Obstacle #5. Gaining Insights into the Mechanisms that Lead to Brain Organ Failure in AD.

Despite reasonable consensus in the field that the key triggering events in AD are the development of the Aβ and tau proteinopathies, there is considerable uncertainty as to how these proteinopathies lead to brain organ failure (Figure 1) (Golde et al. 2013).
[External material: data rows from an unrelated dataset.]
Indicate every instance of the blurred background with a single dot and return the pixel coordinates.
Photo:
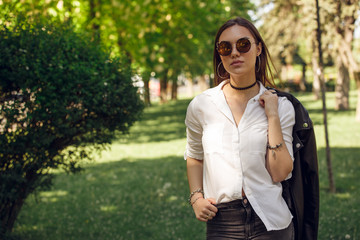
(137, 188)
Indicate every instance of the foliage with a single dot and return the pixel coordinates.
(62, 97)
(139, 189)
(163, 37)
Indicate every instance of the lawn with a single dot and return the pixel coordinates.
(138, 189)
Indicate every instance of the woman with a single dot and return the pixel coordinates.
(239, 142)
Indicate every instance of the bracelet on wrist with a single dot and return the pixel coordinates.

Perhaps one of the biggest challenges the field faces for developing novel therapies that would work in symptomatic patients is understanding the pathobiological processes that follow the triggering proteinopathies. We simply do not have sufficient biologic insight into what processes we may want to target.

Aβ aggregates can be shown to have a plethora of toxic properties in various model systems, yet large amounts of Aβ accumulate in the forebrain a decade or more before an individual becomes overtly symptomatic. Some have argued that this may be attributable to differential accumulation of various types of Aβ aggregates (Zahs & Ashe 2013, Shankar et al. 2008, Walsh et al. 2002). Despite intensive effort to define the toxic Aβ peptide aggregates, there remains little consensus in the field as to which aggregates are the true pathogens. Perhaps he only consensus statement one can make is Aβ42 is more toxic than Aβ40 due to its propensity to aggregate (Golde et al. 2011b). Although it is possible that some specific soluble oligomeric assembly is the primary toxin, it is more likely that different aggregates of Aβ provide a collective toxic insult through different mechanisms. Indeed, much of the effort in the field has been focused on Aβ aggregates and their effect on neurons, but, again, AD is not just a disease of neuronal degeneration. All cell types in the brain, including but not limited to neurons, astrocytes, microglia, oligodendroglia and endothelial cells are altered during the development of AD. Though oligomers may have more potent effects on synaptic physiology than fibrils (Zahs & Ashe 2013), they are not overtly toxic, and, for example, in contrast to what happens to neurons, fibrils may be more potent activators of microglial cells than oligomers (Ferrera et al. 2014).

Uncertainties regarding cause and effect become even more evident as one begins to explore the mechanisms downstream of the triggers leading to brain organ failure. There are varying levels of evidence implicating synaptic failure, dystrophic neurites, mitochondrial dysfunction, calcium dysregulation, changes in innate immune activation state, lipid metabolism, axonal transport, endosomal dysfunction, endoplasmic reticulum stress and other factors as drivers of neurodegeneration (Golde & Miller 2009, Aguzzi & O’Connor 2010). In reality, dysfunction in many of these pathways likely collectively contribute to brain organ failure. So how does one prioritize targeting these factors in terms of developing a new therapeutic target? Genetics may or may not help. Indeed, genetic insights such as those provided by TREM2 functional variants may provide clues about downstream innate immune activation cascades in AD (Pottier et al. 2013, Jonsson et al. 2013), but they may also simply point us back to role of innate immunity in regulating the triggering proteinopathy (Wang et al. 2015, Tanzi 2015, Jay et al. 2015). Nevertheless, at least when functional variants that alter AD risk are identified, we must pursue these in the hopes that they will provide new insights that are actionable in terms of therapeutic development for AD.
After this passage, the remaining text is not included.